“Give me your tired and your poor who can stand on their own two feet and who will not become a public charge.”⁶
He later clarified that Lazarus was speaking only of Europeans.
But beneath the symbolism, the data tell another story. Immigrants commit less crime than native-born Americans—a pattern documented across more than a century.⁷ They contribute more to GDP than they draw in services, with wage effects that are minimal and temporary.⁸ Their children typically outpace native-born peers in education, income, and civic engagement.⁹ And the real frustration—delays, backlogs, mismanagement—has its own measurable shape: the median asylum wait time is now more than four years, driven by staffing shortages, policy whiplash, and record caseloads.
It’s not threat. It’s failure—of administration, not of people.
One analyst put it plainly:
“Rapid, poorly managed immigration landing on communities already in economic and status decline is the problem. ‘Slow assimilation’ is the story people tell about it afterward.”
That distinction—the line between overload and existential threat—is the fulcrum of the entire debate. And modern immigration politics is built to erase it. Trump and Miller didn’t start that erasure. They industrialized it.
By 2025, Kristi Noem was running DHS and declaring that “illegal aliens” must “leave our country NOW or face deportation.” Her imagery was familiar: invasion, war zone, cartels. She’d already been banned from multiple Native reservations for accusing tribal leaders of colluding with Mexican traffickers—without evidence.¹⁰
But evidence wasn’t the currency. Narrative was. The media ecosystem rewarded the conflict; fear, once shaped, carried the story. The border wasn’t a place. It was a screen. And the people crossing it were no longer people—they were characters in a morality play about control.
“There’s 20 million people here illegally,” Vance said in 2024. “Let’s start with one million.”¹¹
Start where? The poultry plants in Alabama? The nursing homes in Indiana? The overnight warehouses staffed by people in no position to complain? The hurricane rebuild crews? The church basements where volunteers ladle soup under flickering fluorescent lights?
This was never only about law. It was about scale—of action, of spectacle, of story.

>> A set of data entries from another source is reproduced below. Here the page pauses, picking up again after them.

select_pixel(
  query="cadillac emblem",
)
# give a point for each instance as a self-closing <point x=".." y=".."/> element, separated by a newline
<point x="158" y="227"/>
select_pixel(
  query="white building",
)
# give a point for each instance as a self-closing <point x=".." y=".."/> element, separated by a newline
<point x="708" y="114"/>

A nation of immigrants cannot pivot to mass deportation without first learning to see compassion as weakness and inclusion as danger. That is the political project: make cruelty feel like order.

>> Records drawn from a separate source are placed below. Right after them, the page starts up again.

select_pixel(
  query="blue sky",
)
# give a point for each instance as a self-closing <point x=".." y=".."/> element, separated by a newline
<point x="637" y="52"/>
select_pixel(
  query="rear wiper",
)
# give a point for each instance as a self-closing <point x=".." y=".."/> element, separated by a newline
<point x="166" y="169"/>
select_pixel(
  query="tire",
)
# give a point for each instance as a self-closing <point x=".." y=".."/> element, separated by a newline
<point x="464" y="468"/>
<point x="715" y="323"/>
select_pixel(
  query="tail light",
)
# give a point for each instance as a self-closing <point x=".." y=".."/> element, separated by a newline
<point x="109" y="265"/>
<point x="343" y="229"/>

“I would be happy if not a single refugee foot ever again touched American soil,” Miller once said.⁴
He meant it.
Back in Yuma, the sun drops fast. The desert turns dusky and soft. The mesquite shadows stretch, thin out, and disappear. The agent who labeled the men “Guatemalan” is handing out water bottles now. The young man who hopes for Chicago waits in line, sweat darkening his shirt.
“I just need a number,” he says quietly. “Someplace to start.”
Behind him, the desert stays silent.